# Fine tune Flux with DreamBooth LoRA Hugging Face Diffusers

### Download the dataset

In this example, we use a dataset of dog images. You can replace this with your own dataset. Only 5 images are needed for Dreambooth fine-tuning.


In [None]:
from huggingface_hub import snapshot_download

local_dir = "./dog"
snapshot_download(
    "diffusers/dog-example",
    local_dir=local_dir,
    repo_type="dataset",
    ignore_patterns=".gitattributes",
)

In [None]:
# training job will fail if the dog/ contains a sub directory
!rm -rf dog/.cache

Import necessary libraries. We use dot env to load api keys from environment variables so they are not hardcoded in the notebook. We use the sagemaker modeltrainer api to kick off the training job.


In [None]:
import os
from dotenv import load_dotenv
from sagemaker.modules import Session
from sagemaker.modules.train import ModelTrainer
from sagemaker.modules.distributed import Torchrun
from sagemaker.modules.configs import (
    CheckpointConfig,
    Compute,
    SourceCode,
    InputData,
    StoppingCondition,
    S3DataSource,
)

load_dotenv()

In [None]:
environment = {
    'HF_TOKEN': os.environ["HF_TOKEN"],
    'WANDB_API_KEY': os.environ["WANDB_API_KEY"],
}

The StoppingCondition max_runtime_in_seconds allows us to use warm pools for the training job. This reduces startup time for the training job if we are going to be using the same instance type for multiple training jobs.

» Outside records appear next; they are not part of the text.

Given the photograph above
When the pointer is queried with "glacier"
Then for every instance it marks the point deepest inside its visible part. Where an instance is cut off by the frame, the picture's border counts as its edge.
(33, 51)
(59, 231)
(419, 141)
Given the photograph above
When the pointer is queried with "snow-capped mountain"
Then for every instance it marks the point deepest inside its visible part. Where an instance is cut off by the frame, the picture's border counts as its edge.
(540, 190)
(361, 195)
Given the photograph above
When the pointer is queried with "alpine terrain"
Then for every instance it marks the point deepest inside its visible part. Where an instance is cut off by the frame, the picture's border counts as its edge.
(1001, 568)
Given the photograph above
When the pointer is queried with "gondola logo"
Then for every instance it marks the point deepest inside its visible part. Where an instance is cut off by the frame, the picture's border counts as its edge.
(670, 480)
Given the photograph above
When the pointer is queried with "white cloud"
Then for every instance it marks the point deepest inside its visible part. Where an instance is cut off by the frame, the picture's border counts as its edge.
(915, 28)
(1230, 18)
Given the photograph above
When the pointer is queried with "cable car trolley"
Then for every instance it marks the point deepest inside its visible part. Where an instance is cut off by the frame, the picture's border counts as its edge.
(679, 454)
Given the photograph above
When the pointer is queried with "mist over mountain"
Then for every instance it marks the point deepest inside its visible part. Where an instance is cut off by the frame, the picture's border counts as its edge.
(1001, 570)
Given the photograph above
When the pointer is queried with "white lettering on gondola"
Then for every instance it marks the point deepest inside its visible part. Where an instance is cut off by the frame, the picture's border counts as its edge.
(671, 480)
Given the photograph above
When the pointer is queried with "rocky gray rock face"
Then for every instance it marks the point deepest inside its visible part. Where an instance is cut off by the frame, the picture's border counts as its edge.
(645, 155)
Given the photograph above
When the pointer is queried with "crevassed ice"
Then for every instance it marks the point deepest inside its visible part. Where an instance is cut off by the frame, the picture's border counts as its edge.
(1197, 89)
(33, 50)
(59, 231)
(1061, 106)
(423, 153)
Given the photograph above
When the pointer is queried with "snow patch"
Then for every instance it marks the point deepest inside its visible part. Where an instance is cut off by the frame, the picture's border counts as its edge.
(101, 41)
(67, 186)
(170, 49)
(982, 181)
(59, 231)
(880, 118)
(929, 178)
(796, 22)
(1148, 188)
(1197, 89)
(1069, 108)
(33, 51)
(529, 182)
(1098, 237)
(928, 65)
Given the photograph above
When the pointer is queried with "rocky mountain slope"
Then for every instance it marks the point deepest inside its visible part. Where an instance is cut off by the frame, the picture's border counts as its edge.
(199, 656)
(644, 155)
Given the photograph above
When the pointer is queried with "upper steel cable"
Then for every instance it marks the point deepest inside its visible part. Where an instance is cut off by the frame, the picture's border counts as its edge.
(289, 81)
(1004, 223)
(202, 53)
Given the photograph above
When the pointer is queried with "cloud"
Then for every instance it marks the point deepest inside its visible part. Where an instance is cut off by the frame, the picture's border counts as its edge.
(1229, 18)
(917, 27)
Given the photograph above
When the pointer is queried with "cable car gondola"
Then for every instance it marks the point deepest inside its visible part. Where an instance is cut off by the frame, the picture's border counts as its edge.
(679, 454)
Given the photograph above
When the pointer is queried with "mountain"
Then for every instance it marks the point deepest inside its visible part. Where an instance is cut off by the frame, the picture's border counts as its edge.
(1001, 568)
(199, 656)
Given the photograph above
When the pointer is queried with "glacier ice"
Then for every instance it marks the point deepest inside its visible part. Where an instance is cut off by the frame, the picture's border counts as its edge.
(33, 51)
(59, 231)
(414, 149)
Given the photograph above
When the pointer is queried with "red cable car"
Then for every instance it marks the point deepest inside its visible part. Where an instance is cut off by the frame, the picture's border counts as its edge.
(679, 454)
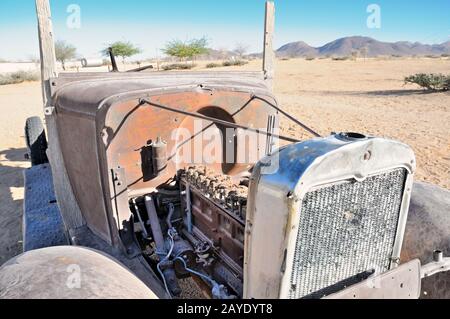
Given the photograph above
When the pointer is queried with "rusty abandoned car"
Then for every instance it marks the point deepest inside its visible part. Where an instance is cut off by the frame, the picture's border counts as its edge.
(322, 218)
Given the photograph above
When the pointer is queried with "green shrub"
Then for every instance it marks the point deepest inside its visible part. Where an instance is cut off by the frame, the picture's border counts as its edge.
(178, 66)
(18, 77)
(432, 82)
(234, 63)
(212, 65)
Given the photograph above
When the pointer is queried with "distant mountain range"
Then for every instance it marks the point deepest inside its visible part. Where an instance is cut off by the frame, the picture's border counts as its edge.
(345, 47)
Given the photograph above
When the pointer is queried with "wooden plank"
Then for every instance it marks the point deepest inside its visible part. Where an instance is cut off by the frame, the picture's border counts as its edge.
(269, 54)
(46, 48)
(67, 202)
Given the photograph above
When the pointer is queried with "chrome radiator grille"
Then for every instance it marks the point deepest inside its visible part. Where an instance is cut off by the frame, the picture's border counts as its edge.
(346, 229)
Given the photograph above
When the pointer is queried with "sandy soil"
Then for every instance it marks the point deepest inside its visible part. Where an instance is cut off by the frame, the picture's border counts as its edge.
(362, 96)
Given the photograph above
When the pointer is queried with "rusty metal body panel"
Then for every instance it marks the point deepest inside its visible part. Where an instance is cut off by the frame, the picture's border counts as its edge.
(102, 128)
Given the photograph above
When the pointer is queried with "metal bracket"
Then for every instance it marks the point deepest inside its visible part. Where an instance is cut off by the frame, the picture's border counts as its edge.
(439, 264)
(48, 111)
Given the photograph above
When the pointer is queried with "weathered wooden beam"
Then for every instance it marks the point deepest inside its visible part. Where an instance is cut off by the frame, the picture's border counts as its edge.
(67, 203)
(46, 48)
(269, 54)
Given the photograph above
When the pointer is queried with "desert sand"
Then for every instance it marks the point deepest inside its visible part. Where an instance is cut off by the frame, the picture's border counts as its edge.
(366, 96)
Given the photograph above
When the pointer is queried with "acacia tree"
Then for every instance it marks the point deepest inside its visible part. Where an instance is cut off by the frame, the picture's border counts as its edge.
(186, 50)
(64, 52)
(122, 49)
(240, 49)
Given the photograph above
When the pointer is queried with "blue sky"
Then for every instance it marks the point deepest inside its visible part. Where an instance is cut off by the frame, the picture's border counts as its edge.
(150, 24)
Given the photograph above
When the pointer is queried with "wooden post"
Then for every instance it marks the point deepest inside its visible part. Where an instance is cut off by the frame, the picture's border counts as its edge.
(67, 203)
(269, 54)
(47, 48)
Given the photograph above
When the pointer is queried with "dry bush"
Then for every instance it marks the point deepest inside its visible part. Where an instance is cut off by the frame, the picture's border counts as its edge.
(431, 82)
(18, 77)
(212, 65)
(234, 63)
(341, 58)
(178, 66)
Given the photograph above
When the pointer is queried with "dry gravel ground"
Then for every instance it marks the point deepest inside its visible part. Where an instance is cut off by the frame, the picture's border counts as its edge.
(362, 96)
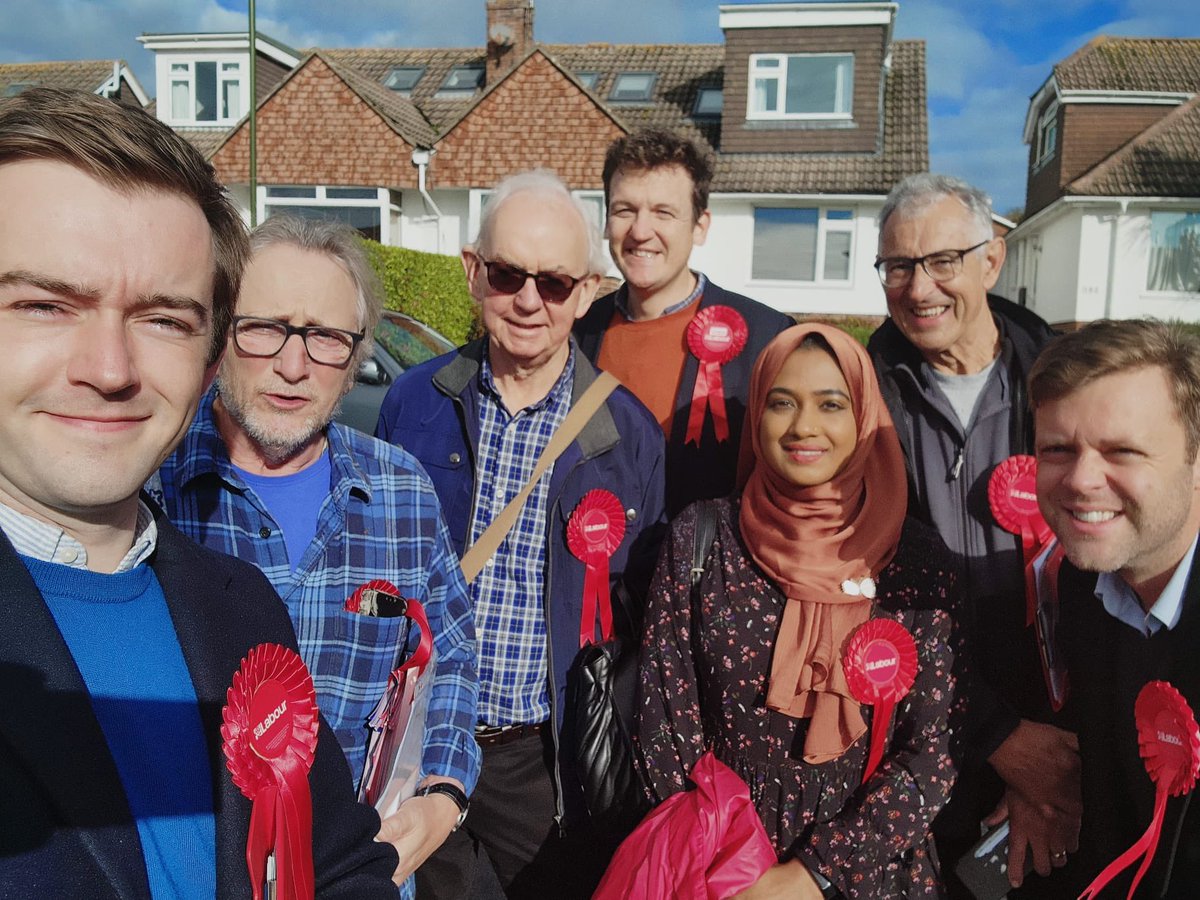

For this example script we use a single p4de instance and we run on a single GPU. You can also train on multple GPUs by editing the script.sh in the scripts folder and uncommenting the multi GPU launch command and commenting the single GPU launch command.

This script will also run on a p5 instance.

You can adjust the training parameters in the script.sh file. The training parameters are passed to the training script as command line arguments. The training script is located in the scripts folder.


In [None]:
sess = Session()
bucket = sess.default_bucket()
base_job_name = "flux-fine-tune"

image = '763104351884.dkr.ecr.us-east-1.amazonaws.com/pytorch-training:2.7.1-gpu-py312-cu128-ubuntu22.04-sagemaker'
# define the script to be run
source_code = SourceCode(
    source_dir="scripts/",
    entry_script="script.sh",
)

compute = Compute(
    instance_count=1,
    instance_type="ml.p4de.24xlarge",
    keep_alive_period_in_seconds=3600,
)

stopping_condition = StoppingCondition(max_runtime_in_seconds=18000)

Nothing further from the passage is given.